A new project-based graduate course will help guide topics on the city of Tempe's 2021 Climate Action Plan update. 

The course, Equity in Climate Action, will be taught via ASU Sync in the Spring 2021 semester by Lauren Keeler and Marta Berbés-Blázquez, assistant professors at the School of the Future of Innovation in Society

"It's going to be fairly experimental," said Berbés-Blázquez of the course's content. 

Braden Kay, the city of Tempe's sustainability director and senior sustainability fellow at the Global Institute of Sustainability and Innovation, will also be involved in the course. 

"I try to pop in about somewhere between three and five times over the course of the semester," Kay said.

The course focuses on exploring the interaction between equity and sustainability. Kay defines equity as giving more attention and resources to those who have been historically marginalized and left out of government programs.

"What we'll be working on in this class is how do you use the climate movement to also address the social justice movement," Kay said.

Keeler said she regularly works with Kay and the Tempe government on a number of climate-related projects. Kay said their long working relationship was at the core of getting Tempe and ASU to collaborate on climate action projects.

Tempe's first Climate Action Plan, adopted by the Tempe City Council on Nov. 7, 2019, was developed as a collaboration between ASU and the city of Tempe.

READ MORE: City of Tempe continues work with ASU to craft climate action plan

"I helped write the city's first Climate Action Plan, and the stakeholder engagements that were a part of that first Climate Action Plan were organized by a graduate studio that I ran," Keeler said. "This is an update to the Climate Action Plan, and the city of Tempe actually asked us if we would organize a course again."

This new course means students again will have the chance to affect the ways in which the city of Tempe addresses climate problems.

"We are charged with helping the city think about how it foregrounds equity, equity in general and racial justice in particular, in its update to its Climate Action Plan," Keeler said.

Keeler said students will be "designing conversations" with Tempe's communities to assist the city in developing an equity-driven climate action plan. 

"(Students) are going to be taking some of the policy ideas that came up in the climate action sessions and then helping us figure out how we have conversations with these target groups about those," Kay said.


Keeler emphasized the importance of understanding how climate action and social justice are inextricably linked.

"There is a need in the curriculum for a course that not only engages critical theory around equity and climate action but also teaches students who will be future sustainability practitioners in a variety of places how to do social justice work around climate action," Keeler said.

Although this is a graduate-level course, undergraduate juniors and seniors are encouraged to apply. Undergraduate students must contact their advisors and request permission to enroll.

Keeler said the course could be "an important opportunity for graduate students to mentor undergraduate students. I think that ASU tries to frequently remind us that sustainability doesn't happen in a single department."
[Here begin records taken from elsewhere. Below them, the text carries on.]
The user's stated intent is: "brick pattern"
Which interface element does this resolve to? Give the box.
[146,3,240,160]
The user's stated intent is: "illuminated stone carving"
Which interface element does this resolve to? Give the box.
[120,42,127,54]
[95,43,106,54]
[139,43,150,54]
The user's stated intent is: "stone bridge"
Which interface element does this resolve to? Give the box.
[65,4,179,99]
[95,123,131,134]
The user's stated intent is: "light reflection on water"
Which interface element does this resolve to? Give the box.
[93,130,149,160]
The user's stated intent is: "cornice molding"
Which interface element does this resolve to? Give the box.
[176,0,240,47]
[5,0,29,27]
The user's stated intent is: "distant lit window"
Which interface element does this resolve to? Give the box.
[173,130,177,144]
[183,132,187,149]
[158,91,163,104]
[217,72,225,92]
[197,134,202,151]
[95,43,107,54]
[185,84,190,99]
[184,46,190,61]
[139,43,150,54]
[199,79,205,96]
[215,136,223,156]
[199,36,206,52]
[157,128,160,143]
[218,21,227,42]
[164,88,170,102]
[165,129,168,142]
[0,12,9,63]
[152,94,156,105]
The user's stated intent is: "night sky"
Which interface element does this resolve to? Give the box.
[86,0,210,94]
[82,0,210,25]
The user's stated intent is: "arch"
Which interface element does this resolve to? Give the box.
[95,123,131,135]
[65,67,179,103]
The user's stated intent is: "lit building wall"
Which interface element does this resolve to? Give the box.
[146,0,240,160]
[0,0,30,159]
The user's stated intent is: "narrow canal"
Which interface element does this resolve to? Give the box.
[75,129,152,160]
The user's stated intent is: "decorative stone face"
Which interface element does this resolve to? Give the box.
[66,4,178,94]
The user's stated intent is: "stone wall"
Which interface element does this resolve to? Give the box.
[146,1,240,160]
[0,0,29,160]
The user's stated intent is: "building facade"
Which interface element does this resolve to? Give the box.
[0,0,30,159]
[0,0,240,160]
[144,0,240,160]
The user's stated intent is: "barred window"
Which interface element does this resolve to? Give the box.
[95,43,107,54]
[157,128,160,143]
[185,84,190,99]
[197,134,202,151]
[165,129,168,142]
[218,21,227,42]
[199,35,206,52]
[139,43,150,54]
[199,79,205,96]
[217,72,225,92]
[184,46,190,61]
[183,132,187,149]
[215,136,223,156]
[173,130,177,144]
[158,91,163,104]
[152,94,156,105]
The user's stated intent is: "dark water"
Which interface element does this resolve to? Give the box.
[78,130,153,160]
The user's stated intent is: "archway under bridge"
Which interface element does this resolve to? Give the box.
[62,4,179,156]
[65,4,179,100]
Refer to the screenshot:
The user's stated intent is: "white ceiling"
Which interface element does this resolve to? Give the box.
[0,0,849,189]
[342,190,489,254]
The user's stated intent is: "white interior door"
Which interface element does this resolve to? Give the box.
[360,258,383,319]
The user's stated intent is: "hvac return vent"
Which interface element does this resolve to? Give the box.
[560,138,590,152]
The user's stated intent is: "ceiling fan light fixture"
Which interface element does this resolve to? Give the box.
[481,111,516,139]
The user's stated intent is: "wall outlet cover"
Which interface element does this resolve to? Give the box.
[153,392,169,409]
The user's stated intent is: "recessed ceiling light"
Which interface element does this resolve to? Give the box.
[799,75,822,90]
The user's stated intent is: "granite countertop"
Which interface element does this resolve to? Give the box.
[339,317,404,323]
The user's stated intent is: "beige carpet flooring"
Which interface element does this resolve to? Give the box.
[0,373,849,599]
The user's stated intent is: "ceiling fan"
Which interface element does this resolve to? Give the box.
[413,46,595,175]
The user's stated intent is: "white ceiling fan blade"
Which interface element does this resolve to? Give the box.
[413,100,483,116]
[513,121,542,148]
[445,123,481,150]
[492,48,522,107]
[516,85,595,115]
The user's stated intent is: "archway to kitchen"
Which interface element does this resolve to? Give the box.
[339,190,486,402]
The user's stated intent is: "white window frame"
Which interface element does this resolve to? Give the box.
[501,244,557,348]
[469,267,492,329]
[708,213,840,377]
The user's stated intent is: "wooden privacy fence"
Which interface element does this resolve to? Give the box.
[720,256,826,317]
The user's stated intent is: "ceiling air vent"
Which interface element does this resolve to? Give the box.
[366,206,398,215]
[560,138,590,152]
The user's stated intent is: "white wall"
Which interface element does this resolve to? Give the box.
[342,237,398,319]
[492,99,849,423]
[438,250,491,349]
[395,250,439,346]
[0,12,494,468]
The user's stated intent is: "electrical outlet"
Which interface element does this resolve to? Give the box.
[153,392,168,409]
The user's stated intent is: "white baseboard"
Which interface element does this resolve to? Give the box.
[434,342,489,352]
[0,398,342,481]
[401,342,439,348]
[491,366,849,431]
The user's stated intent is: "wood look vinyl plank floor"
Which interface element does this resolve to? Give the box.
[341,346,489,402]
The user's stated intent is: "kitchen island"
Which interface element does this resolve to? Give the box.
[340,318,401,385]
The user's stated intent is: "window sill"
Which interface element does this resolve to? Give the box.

"I think that you do gain from having different undergraduates and graduates who come from different disciplines," Berbés-Blázquez said.

The ongoing partnership between ASU and the city of Tempe serves as a model for what to expect from other University and municipal collaborations, according to Kay.

"Here's a group of professors and folks at the city of Tempe that are sort of experimenting with the very beginning of what that would look like," Kay said.

The spring Session C course is being offered at the Tempe campus on Tuesdays from 3 to 5:45 p.m.